The average weight of a sheep’s neck (from a C2 lamb) was 792g, and reduced to a cooked weight of about 360g. The meat easily came away from the bone giving you the perfect pulled lamb for any tasty dish. I decided to use the pulled lamb in a bowl dish, served with winter vegetables (sweet potato, butternut, carrots, and onions). This pulled lamb will also work very well with any pie, pasta, pita or sandwich recipe!

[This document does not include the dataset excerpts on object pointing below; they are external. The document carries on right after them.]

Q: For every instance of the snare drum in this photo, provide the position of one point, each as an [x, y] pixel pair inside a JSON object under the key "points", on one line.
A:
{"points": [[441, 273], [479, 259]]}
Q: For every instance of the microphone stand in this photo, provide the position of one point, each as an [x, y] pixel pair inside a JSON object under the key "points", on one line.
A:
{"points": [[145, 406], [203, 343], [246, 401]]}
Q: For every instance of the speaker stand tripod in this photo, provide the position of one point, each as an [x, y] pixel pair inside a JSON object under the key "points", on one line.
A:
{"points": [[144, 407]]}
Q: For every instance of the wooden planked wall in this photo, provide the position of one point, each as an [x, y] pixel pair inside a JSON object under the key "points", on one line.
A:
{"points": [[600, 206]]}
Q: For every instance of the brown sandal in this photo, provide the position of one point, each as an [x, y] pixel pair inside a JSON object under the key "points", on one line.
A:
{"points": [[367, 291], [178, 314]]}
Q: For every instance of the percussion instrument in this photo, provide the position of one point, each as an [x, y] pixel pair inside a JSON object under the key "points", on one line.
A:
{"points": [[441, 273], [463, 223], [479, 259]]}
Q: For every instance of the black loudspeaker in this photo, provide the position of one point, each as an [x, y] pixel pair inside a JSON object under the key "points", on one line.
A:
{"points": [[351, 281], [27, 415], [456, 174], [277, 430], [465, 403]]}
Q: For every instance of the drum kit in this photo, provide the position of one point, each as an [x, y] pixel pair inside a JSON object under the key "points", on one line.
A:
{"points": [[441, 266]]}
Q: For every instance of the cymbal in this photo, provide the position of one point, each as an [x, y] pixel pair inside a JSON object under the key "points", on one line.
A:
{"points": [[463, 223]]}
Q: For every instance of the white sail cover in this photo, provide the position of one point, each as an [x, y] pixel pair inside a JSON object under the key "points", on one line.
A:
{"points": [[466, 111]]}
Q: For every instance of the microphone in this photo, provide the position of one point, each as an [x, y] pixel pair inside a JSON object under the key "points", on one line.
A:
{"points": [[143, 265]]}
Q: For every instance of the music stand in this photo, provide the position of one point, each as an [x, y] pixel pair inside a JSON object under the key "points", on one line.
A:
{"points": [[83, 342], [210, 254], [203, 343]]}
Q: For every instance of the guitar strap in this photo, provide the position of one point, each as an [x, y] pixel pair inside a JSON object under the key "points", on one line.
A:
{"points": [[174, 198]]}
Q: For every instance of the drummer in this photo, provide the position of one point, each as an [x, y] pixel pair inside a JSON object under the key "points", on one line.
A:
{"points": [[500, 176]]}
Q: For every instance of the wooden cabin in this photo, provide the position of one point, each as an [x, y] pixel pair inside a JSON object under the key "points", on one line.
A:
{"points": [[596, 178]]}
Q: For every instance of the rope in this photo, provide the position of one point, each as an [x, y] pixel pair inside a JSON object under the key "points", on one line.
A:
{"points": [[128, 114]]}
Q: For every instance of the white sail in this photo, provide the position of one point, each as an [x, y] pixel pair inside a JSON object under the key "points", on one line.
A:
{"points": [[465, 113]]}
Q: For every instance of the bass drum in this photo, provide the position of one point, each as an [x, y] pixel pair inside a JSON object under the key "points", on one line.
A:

The other cut suggested by the butcher, is the trusted winter favourite lamb shank, cut into smaller pieces. His first recipe suggestion to use this with, was a good old potjie. The trick and secret to a successful potjie is to leave it alone! This will give the fresh vegetables and herbs a fair chance to marry with the flavours of the shank. I had a different idea, and decided to try something a bit more exotic but still true to the flavours South Africans love. This idea however required a stop at a different store - a local Indian spice shop, where an elderly lady combines a mix of secret herbs and spices called “Garam Masala”. Within this mixture you can find coriander, cumin, mustard and cardamom seeds, ground cinnamon, nutmeg, chillies and cloves.